Podrán saber algo más de estas carcajodas en el un post de hace tiempo. Se titulaba Vamos a divertirnos. Esperamos no defraudar. Ni a los lectores de este blog ni al inefable, y nunca suficientemente valorado, Jose Luis Coll.

Lea el post anterior con buenos ojos

El post anterior era un artículo que nunca le publicaron al Duende. No es el único, claro. Pero uno, que no es un dechado de perspicacia, se dio cuenta de que más que políticamente incorrecto, era incómodo. Aludía a las esquelas como esa badila que remueve el cisco de un brasero lamentable en nuestra historia reciente. ¿No hay muchos periódicos que podían haberla manejado con más mesura?

Lo mandó a dos periódicos, y ambos lo lanzaron a la papelera. Uno de ellos se excusó con el peregrino argumento de que hablaba demasiado de la competencia, como si lo que uno sugiere de ella fuera precisamente elogioso. Al margen de la opinión del autor sobre la memoria histórica, el Duende advirtió que criticar estas esquelas -que habrán dejado una fortuna en las cuentas de publicidad- es como subrayar la inmensa hipocresía que encubren los anuncios de putiferio. Qué pocos periódicos les hacen ascos.
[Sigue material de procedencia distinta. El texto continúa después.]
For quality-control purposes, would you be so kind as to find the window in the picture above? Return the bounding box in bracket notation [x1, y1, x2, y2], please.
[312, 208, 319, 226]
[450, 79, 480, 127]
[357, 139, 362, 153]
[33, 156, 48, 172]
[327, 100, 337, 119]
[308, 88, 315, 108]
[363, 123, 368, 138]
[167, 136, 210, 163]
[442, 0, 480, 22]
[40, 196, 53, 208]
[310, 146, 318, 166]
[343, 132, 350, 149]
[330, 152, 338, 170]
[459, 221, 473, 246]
No le gustaría al Duende que el post anterior levantara la polémica del ombligo de Ibarreche. Si se lee con ojos serenos, coincidirán en que hay tema para comentarios con sólo repasar las muchas esquelas pintorescas o incluso divertidas que uno recuerda. Pero si, a pesar del deseo del Duende de provocar más sonrisas que urticarias, se quiere destilar opinión sobre el espinoso tema de fondo, ruego al lector que se fije sólo en último párrafo, que juega con los versos de John Donne. Aquel que ve el vaso medio lleno, y recuerda que, si las esquelas fueran campanas, hoy deberían repicar. Paz y buen humor, por favor.